# Office "Not installed" for Guest Account?



## Makoto0729 (Dec 4, 2008)

Okay, I have an HP Pavilion DV4 laptop that came with Office Home and Student 2007 preinstalled. I've had it a good year or so now.

My aunt uses the guest account on my laptop from time to time, since she has no computer of her own, and has used Office to make a resume and a few other files on the guest account in the past. In other words, it used to work.

However, for some reason, now Office continually gives an error and will not even boot on the Guest account. It works on my own personal account, but not on the Guest.

It boots the installer, says "Preparing to install...", attempts to configure it, the Word or other window will appear in the background but inaccessible, under a popup saying it's configuring and attempting to install, and eventually gives an error saying it's not properly installed on the account, despite again, having worked before. It still works fine on my own account as well.

I've attempted System Restoring to my oldest restore point, but that didn't help anything. Can anyone help with this?


----------



## RSpecianjr (Jan 20, 2010)

Hey Makoto0729,

What operating system do you have?

I imagine its an issue with permissions. If a program is installed in an administrator account you can give access to other accounts in the administrative account. If access is not granted, I believe they get the message you are talking about... Though it has been a long time since I have worked with installation issues.
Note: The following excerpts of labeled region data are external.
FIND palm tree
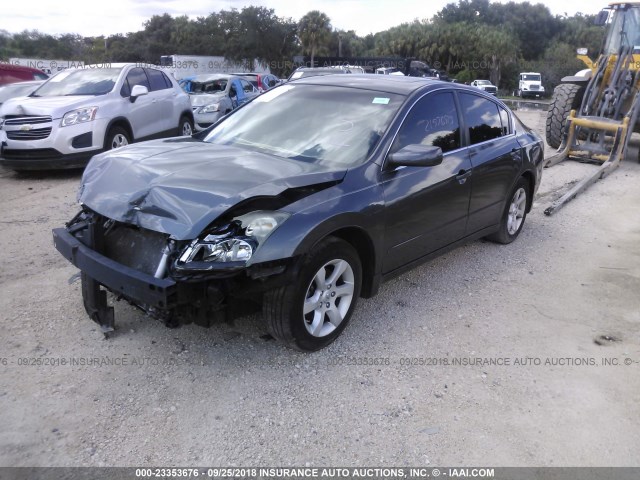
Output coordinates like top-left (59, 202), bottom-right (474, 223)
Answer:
top-left (298, 10), bottom-right (331, 66)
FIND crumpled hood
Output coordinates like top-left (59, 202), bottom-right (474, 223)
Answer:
top-left (78, 138), bottom-right (346, 240)
top-left (0, 95), bottom-right (95, 119)
top-left (189, 92), bottom-right (224, 107)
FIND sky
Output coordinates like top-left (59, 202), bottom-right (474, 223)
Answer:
top-left (0, 0), bottom-right (609, 36)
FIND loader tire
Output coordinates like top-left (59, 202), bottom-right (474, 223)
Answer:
top-left (546, 83), bottom-right (586, 148)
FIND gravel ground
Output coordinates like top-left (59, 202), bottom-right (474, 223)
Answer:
top-left (0, 111), bottom-right (640, 466)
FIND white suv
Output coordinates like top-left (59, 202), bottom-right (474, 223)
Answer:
top-left (0, 64), bottom-right (193, 170)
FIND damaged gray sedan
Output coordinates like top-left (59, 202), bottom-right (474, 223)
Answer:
top-left (53, 75), bottom-right (543, 351)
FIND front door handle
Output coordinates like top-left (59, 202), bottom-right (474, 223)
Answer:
top-left (456, 170), bottom-right (471, 185)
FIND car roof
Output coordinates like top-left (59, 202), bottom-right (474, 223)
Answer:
top-left (191, 73), bottom-right (239, 83)
top-left (0, 62), bottom-right (44, 73)
top-left (2, 80), bottom-right (45, 90)
top-left (295, 73), bottom-right (446, 95)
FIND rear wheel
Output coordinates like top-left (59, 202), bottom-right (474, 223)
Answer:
top-left (487, 178), bottom-right (529, 244)
top-left (104, 127), bottom-right (131, 150)
top-left (546, 83), bottom-right (586, 148)
top-left (263, 237), bottom-right (362, 352)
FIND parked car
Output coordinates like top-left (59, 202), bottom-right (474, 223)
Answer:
top-left (0, 62), bottom-right (49, 85)
top-left (231, 73), bottom-right (281, 93)
top-left (0, 64), bottom-right (193, 170)
top-left (0, 80), bottom-right (44, 106)
top-left (189, 73), bottom-right (260, 131)
top-left (53, 75), bottom-right (544, 351)
top-left (471, 80), bottom-right (498, 95)
top-left (518, 72), bottom-right (544, 98)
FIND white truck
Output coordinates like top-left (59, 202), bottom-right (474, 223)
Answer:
top-left (160, 55), bottom-right (269, 80)
top-left (518, 72), bottom-right (544, 98)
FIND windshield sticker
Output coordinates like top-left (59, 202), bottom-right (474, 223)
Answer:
top-left (49, 70), bottom-right (71, 83)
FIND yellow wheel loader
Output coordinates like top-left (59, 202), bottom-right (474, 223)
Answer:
top-left (545, 1), bottom-right (640, 215)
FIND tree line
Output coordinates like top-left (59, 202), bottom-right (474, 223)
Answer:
top-left (0, 0), bottom-right (604, 91)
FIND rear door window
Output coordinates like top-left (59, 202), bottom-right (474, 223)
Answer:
top-left (120, 67), bottom-right (151, 97)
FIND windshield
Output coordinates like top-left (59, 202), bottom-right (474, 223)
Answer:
top-left (31, 68), bottom-right (122, 97)
top-left (205, 85), bottom-right (404, 168)
top-left (189, 78), bottom-right (229, 93)
top-left (0, 84), bottom-right (37, 104)
top-left (605, 5), bottom-right (640, 54)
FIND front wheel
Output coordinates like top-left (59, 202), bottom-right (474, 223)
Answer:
top-left (487, 178), bottom-right (529, 244)
top-left (104, 127), bottom-right (131, 150)
top-left (263, 237), bottom-right (362, 352)
top-left (178, 116), bottom-right (193, 137)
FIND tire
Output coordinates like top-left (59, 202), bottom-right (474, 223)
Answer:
top-left (487, 178), bottom-right (530, 245)
top-left (178, 116), bottom-right (193, 137)
top-left (263, 237), bottom-right (362, 352)
top-left (546, 83), bottom-right (586, 148)
top-left (104, 127), bottom-right (131, 150)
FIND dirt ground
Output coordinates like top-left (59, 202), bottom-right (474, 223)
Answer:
top-left (0, 106), bottom-right (640, 467)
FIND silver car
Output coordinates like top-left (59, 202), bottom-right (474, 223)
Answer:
top-left (188, 74), bottom-right (260, 131)
top-left (0, 63), bottom-right (193, 170)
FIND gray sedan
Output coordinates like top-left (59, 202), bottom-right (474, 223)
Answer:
top-left (188, 74), bottom-right (260, 131)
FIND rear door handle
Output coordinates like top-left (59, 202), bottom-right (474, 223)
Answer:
top-left (456, 170), bottom-right (471, 185)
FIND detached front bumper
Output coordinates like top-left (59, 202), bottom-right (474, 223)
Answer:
top-left (53, 228), bottom-right (177, 310)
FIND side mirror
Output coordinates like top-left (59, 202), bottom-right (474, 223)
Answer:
top-left (389, 145), bottom-right (442, 167)
top-left (129, 85), bottom-right (149, 103)
top-left (593, 10), bottom-right (609, 27)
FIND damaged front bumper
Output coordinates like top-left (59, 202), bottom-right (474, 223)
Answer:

Perhaps someone else knows?

HTH,

Robert D. Specian Jr.


----------



## Makoto0729 (Dec 4, 2008)

I have Vista, Service Pack 2.

I don't believe there's a problem with the permissions, since I haven't edited them in any way myself, but it's possible it may have been edited by a Windows Update or something...

Oh, I forgot to mention: I've also tried to use the installer's built-in repair feature, but despite that, there was no change on the guest account.


----------



## djaburg (May 15, 2008)

If you were to create an account for her OTHER than the guest account, would it work? I know that most of the windows versions "GUEST" account was something with limited functionality. It doesn't hurt to try adding that additional account and I'd be very surprised if that didn't resolve the issue.


----------



## Makoto0729 (Dec 4, 2008)

I was reluctant to do that, since what I wanted was to restore it to the guest account anyway, but I attempted it. Somehow, however, when I attempted to open something in Word to test it, I got the same exact problem. It gave all the exact same issues as the Guest account.

The account was a standard user when it ran into the problems. Out of curiosity, I took the new account and changed its type to an administrator, and suddenly everything worked for it.

That means somehow Office is either: a) Somehow only working for Administrators, or b) Not working for at least a certain level under Administrator.

My question now is, how exactly does that happen in the first place, and how do I fix it? I consider it a serious problem that only administrators can use Office...


----------



## RSpecianjr (Jan 20, 2010)

Hey Makoto0729,

It is just a permissions issue. You should be able to fix it when you are logged into any of the administrative accounts. I assume the folder that office is installed in only has admin privelages, if you right click the folder click properties then security, you should be able to adjust the permissions. That should get you back up and running.

Again, this has to be done in an admin account. If that doesn't work... im not sure what else it could be... just double check and make sure its installed in the 'All Users' folder.

HTH,

Robert D. Specian Jr.


----------



## djaburg (May 15, 2008)

"Limited" accounts (basically anything other than administrative) will always have issues installing software. Your best bet would be to up the permissions to administrative for the additional account until the software has been configured correctly and then you can lower the account type accordingly. MS has done this so that kids, for example, can't install goofy software on Mom and Dad's computer and screw something up.


----------